Правда, было это не на военной службе, а много позже, в конце 2003 года, когда я даже нигде не работал. Позвонил знакомый китаец, попросил подъехать помочь с переводом видеофильма. Когда приехал, представил троим незнакомым китайцам: двум мужчинам и женщине, - "съёмочной группе из Гуанчжоу" - и оставил с ними наедине. "Киношники" пояснили, что сняли в Москве видеофильм, где звучит русская речь, и хотели бы сделать тезисный перевод основного содержания фильма на китайский язык.
Мужики развернули аппаратуру, девушка села для стенографирования за компьютер, я перевожу. На экране пожилой китаец встречается в московском метро с русскими ровесниками, объятия, слёзы, понятно, что люди давно не видели друг друга. Встреча продолжается в большом банкетном зале, множество гостей, в основном русские, пожилые. Приурочена встреча к полувековой годовщине факультета геологии МГУ, первые выпускники геофака не могут сдержать радостных эмоций...

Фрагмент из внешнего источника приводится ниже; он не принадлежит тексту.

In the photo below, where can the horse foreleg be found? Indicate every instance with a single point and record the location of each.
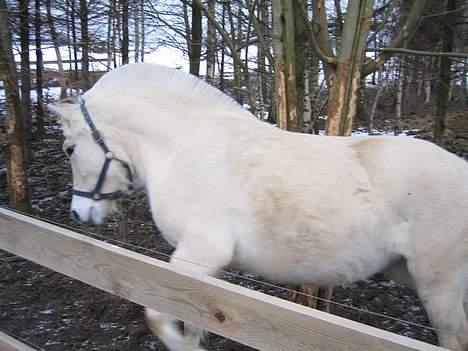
(196, 255)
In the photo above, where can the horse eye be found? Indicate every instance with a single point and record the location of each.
(69, 150)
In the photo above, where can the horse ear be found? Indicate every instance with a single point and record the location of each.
(64, 111)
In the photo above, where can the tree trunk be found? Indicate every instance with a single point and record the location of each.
(136, 26)
(285, 72)
(344, 85)
(25, 68)
(143, 38)
(76, 72)
(399, 97)
(300, 48)
(111, 34)
(54, 37)
(195, 40)
(223, 51)
(16, 162)
(40, 109)
(234, 38)
(125, 34)
(211, 46)
(444, 80)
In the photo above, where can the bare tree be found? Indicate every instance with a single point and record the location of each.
(14, 143)
(445, 78)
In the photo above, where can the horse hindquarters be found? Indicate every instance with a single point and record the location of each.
(440, 280)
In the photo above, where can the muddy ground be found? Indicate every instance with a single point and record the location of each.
(52, 312)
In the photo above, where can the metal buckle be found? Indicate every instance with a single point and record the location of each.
(97, 136)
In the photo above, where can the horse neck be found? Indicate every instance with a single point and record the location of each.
(150, 136)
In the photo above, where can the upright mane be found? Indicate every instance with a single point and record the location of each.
(155, 81)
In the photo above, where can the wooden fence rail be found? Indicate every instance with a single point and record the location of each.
(249, 317)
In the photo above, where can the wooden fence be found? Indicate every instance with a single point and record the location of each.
(249, 317)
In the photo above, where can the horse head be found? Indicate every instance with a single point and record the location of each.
(100, 166)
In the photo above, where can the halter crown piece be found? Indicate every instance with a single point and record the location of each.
(96, 194)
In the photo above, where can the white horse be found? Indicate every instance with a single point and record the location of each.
(229, 190)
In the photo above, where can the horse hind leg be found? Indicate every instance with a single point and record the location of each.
(443, 297)
(186, 256)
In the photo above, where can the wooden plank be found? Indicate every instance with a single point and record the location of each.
(250, 317)
(8, 343)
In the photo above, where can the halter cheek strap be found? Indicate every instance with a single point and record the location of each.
(96, 194)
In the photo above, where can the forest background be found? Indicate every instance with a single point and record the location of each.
(332, 67)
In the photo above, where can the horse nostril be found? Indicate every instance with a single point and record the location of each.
(75, 216)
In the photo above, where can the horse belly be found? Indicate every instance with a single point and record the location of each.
(308, 264)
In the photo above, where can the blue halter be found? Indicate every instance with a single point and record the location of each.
(96, 194)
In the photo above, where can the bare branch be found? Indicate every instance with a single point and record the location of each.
(311, 36)
(260, 34)
(420, 53)
(405, 31)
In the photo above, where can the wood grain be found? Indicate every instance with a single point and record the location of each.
(249, 317)
(8, 343)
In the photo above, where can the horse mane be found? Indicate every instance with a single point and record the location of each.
(156, 81)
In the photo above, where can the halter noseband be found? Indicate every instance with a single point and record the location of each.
(96, 193)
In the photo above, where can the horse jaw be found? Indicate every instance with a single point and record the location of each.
(87, 210)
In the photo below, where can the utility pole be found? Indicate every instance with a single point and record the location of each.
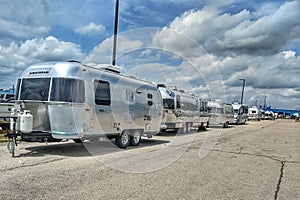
(242, 79)
(115, 33)
(265, 102)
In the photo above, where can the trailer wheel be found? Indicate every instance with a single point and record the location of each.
(135, 138)
(188, 127)
(123, 139)
(11, 146)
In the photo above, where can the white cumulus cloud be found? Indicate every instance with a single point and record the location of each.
(90, 29)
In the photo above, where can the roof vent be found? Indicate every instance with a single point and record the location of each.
(107, 67)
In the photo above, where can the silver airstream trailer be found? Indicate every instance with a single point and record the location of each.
(70, 100)
(182, 111)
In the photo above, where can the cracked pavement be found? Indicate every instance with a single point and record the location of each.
(259, 160)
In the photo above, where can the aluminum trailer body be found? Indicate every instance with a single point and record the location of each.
(182, 111)
(254, 113)
(69, 100)
(220, 113)
(240, 113)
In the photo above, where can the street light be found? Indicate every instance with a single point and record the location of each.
(242, 79)
(115, 33)
(265, 102)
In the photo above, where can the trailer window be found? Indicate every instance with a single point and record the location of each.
(36, 89)
(102, 93)
(67, 90)
(168, 103)
(217, 110)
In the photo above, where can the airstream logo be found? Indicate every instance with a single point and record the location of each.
(39, 72)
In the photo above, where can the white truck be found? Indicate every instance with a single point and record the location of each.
(220, 113)
(182, 111)
(240, 113)
(254, 113)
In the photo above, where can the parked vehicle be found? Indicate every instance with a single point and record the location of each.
(254, 113)
(240, 113)
(268, 115)
(182, 111)
(220, 113)
(70, 100)
(6, 97)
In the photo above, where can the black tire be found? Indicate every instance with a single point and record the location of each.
(77, 140)
(135, 138)
(123, 139)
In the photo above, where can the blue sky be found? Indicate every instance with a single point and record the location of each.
(203, 47)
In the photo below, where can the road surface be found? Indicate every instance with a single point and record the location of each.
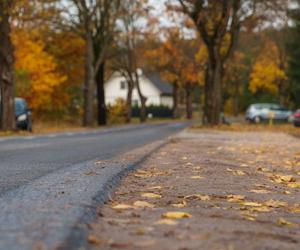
(48, 181)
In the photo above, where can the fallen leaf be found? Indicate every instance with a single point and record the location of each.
(283, 222)
(260, 191)
(249, 216)
(143, 204)
(294, 185)
(155, 187)
(122, 207)
(180, 204)
(251, 204)
(198, 196)
(92, 239)
(235, 198)
(176, 215)
(197, 177)
(275, 203)
(151, 195)
(166, 222)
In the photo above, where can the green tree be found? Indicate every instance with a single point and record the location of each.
(294, 57)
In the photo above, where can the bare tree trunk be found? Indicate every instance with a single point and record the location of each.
(6, 70)
(129, 101)
(100, 80)
(88, 119)
(236, 98)
(143, 99)
(189, 101)
(213, 92)
(175, 100)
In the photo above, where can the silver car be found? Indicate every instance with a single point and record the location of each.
(265, 111)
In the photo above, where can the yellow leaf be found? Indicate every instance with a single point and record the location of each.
(260, 191)
(167, 222)
(143, 204)
(249, 216)
(235, 198)
(151, 195)
(283, 222)
(196, 177)
(155, 187)
(294, 185)
(122, 207)
(176, 215)
(275, 203)
(251, 204)
(180, 205)
(198, 196)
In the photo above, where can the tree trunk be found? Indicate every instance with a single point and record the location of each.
(129, 102)
(189, 101)
(213, 92)
(6, 70)
(88, 118)
(236, 98)
(175, 100)
(100, 80)
(143, 99)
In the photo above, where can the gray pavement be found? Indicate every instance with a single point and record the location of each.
(48, 182)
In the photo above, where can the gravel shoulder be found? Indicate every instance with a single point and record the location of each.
(208, 190)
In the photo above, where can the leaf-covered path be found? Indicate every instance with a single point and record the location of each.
(208, 190)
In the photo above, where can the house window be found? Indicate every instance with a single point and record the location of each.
(123, 85)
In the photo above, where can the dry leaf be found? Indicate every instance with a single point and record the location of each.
(167, 222)
(176, 215)
(294, 185)
(197, 177)
(151, 195)
(122, 206)
(180, 204)
(283, 222)
(198, 196)
(235, 198)
(92, 239)
(251, 204)
(260, 191)
(143, 204)
(275, 203)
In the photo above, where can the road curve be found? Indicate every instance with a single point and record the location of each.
(47, 183)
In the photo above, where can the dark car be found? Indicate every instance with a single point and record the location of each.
(297, 118)
(23, 115)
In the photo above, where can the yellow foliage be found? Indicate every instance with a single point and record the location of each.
(266, 71)
(40, 69)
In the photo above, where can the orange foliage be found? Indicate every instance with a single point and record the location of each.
(37, 71)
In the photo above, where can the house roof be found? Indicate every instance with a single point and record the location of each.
(164, 87)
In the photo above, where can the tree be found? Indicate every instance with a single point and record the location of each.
(127, 62)
(294, 56)
(6, 67)
(182, 62)
(219, 24)
(268, 72)
(37, 76)
(96, 21)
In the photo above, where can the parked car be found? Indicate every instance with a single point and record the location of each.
(23, 115)
(265, 111)
(296, 118)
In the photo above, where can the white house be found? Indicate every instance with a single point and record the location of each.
(157, 91)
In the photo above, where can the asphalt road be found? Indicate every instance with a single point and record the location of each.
(24, 159)
(50, 186)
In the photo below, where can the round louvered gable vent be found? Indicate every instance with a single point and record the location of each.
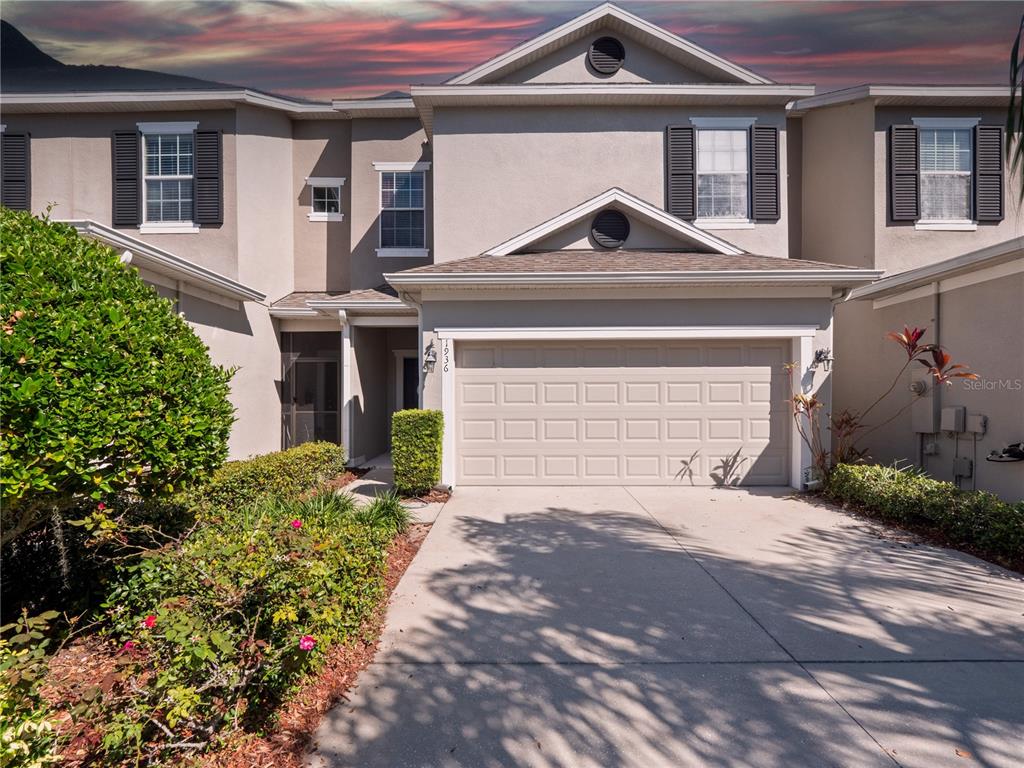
(610, 228)
(606, 55)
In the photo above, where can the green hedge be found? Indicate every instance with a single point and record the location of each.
(974, 517)
(416, 450)
(282, 474)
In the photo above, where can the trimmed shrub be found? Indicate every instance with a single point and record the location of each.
(416, 450)
(105, 388)
(216, 631)
(904, 496)
(282, 474)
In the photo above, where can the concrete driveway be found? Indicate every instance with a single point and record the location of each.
(685, 627)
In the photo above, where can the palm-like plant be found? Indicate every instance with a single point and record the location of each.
(1015, 115)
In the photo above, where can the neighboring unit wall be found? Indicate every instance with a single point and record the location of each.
(501, 171)
(266, 201)
(322, 147)
(376, 140)
(899, 246)
(71, 168)
(980, 327)
(838, 217)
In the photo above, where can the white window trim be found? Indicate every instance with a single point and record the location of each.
(736, 223)
(167, 227)
(335, 181)
(401, 166)
(946, 122)
(403, 253)
(325, 180)
(722, 123)
(949, 225)
(167, 127)
(725, 124)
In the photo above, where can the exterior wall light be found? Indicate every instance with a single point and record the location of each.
(429, 358)
(822, 357)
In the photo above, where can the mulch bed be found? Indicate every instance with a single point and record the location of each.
(909, 536)
(300, 717)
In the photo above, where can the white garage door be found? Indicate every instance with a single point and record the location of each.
(592, 413)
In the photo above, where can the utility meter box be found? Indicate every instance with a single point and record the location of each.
(953, 419)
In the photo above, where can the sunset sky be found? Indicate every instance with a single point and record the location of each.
(326, 48)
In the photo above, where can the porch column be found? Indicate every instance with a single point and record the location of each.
(346, 384)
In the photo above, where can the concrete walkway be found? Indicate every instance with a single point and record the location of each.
(685, 627)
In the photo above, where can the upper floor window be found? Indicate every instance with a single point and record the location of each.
(168, 175)
(945, 173)
(402, 218)
(325, 194)
(722, 173)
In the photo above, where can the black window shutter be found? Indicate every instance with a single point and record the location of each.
(15, 171)
(764, 164)
(681, 172)
(209, 192)
(126, 161)
(988, 204)
(904, 176)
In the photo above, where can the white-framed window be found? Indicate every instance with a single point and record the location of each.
(168, 176)
(402, 223)
(723, 174)
(325, 197)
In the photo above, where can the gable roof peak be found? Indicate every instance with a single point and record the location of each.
(609, 14)
(630, 204)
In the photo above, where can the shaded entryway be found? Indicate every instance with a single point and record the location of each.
(684, 627)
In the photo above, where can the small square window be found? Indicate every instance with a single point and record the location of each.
(327, 200)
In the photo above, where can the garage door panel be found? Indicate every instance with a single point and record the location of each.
(638, 412)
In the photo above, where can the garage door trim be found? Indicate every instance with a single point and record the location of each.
(802, 338)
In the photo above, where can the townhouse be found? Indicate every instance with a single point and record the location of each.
(595, 252)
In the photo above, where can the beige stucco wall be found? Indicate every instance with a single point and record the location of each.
(71, 168)
(568, 65)
(981, 327)
(322, 147)
(382, 140)
(501, 171)
(837, 185)
(898, 246)
(263, 147)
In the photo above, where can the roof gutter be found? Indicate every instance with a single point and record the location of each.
(161, 261)
(837, 278)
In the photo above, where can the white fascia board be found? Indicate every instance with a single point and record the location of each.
(630, 203)
(998, 253)
(845, 278)
(243, 95)
(150, 257)
(640, 27)
(612, 332)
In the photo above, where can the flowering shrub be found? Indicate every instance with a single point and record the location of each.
(218, 629)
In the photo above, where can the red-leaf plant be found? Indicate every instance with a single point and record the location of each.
(848, 427)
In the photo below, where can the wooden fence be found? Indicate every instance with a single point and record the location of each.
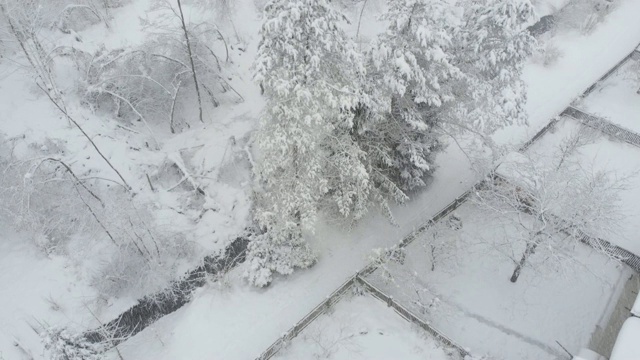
(336, 296)
(610, 72)
(408, 315)
(358, 279)
(305, 321)
(603, 125)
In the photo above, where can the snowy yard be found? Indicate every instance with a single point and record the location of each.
(617, 99)
(604, 153)
(469, 298)
(362, 327)
(193, 190)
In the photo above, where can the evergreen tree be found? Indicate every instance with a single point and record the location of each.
(492, 46)
(413, 71)
(307, 68)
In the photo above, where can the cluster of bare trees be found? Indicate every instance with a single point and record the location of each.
(179, 67)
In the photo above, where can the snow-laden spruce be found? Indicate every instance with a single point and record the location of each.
(491, 48)
(412, 70)
(309, 71)
(331, 136)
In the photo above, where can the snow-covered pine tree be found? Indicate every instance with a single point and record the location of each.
(412, 68)
(307, 68)
(491, 48)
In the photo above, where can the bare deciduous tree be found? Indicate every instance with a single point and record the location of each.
(553, 203)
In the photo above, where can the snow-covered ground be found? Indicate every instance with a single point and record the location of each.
(468, 295)
(362, 327)
(235, 321)
(606, 154)
(616, 99)
(240, 322)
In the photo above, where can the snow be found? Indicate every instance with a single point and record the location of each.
(240, 322)
(39, 290)
(612, 155)
(616, 99)
(468, 296)
(230, 320)
(627, 345)
(361, 327)
(582, 62)
(635, 309)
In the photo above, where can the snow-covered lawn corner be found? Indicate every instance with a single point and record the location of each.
(468, 296)
(362, 327)
(617, 99)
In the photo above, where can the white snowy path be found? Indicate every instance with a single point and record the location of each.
(240, 322)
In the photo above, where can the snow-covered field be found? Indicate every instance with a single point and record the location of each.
(468, 295)
(608, 154)
(362, 327)
(230, 319)
(616, 99)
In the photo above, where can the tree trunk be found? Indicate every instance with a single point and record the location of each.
(193, 67)
(531, 248)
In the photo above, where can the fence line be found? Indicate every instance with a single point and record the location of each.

А, что же пожилой китаец, на котором собственно и сосредоточен фокус видеосъёмки? Он когда-то тоже окончил геофак, а теперь нашёл возможность приехать из Китая на встречу с друзьями молодости. Зачем же "съёмочная группа из Гуанчжоу" тщательно фиксирует это в общем-то рядовое событие? Всё стало понятно, когда бывший китайский студент, рассказывая русским друзьям о своей жизни, с горечью обмолвился, что все эти годы был "чужим среди своих", потому что в Китае его всегда считали "агентом КГБ".
"И продолжают считать", - добавил я про себя, размышляя о том, что переведённые с моей помощью фразы теперь лягут в оперативный отчёт одного из подразделений госбезопасности Китая.
Следующий сюжет документального "фильма" - митинги оппозиционных партий, в том числе КПРФ, в Москве. "Киношники" просят перевести содержание политических лозунгов. По-русски это называется "сбор информации политического характера". "Фильм" закончился. "Киношники" поблагодарили меня, запустили в помещение моего несколько растерянного китайского знакомца, тот проводил меня до выхода, чувствовалось, что он не в своей тарелке.
Я тоже возвращался домой с тяжёлыми мыслями. Ясно было, что мой китайский знакомый не мог не подчиниться "просьбе" "съёмочной группы" насчёт приглашения переводчика. А, как следовало мне повести себя, оказавшись наедине с "киношниками"? Подорвать себя и их последней гранатой? Поступил по другому: позвонил, "куда следует". Мне перезвонили, подробно обо всём расспросили, приняли мой рассказ к сведению, поблагодарили за бдительность, на том и расспрощались.
Бывали и другие, как говорится, "подходы": на выставках, где работал переводчиком, на приёме в посольстве КНР (ходит между русских гостей сотрудница экономического отдела посольства, заводит беседу и предлагает снабжать их отдел соответствующей информацией "для укрепления сотрудничества между нашими странами"), во время работы гидом с китайскими группами, в каждой из которых есть один, а иногда и не один китайский "чекист" (ребята эти с их однотипными вопросами и подходцами вычисляются на раз-два). Что тут скажешь? Только то, что китайские спецслужбы очень активны на нашей территории. Какие выводы? Для рядового гражданина, так или иначе сталкивающегося по роду своих профессиональных занятий с подобными явлениями, - быть бдительным, контролировать прежде всего самого себя, свои слова и поведение, а при реальной необходимости своевременно "прокукарекать". Хотя бы для того, чтобы избежать уголовной ответственности по действующему российскому законодательству.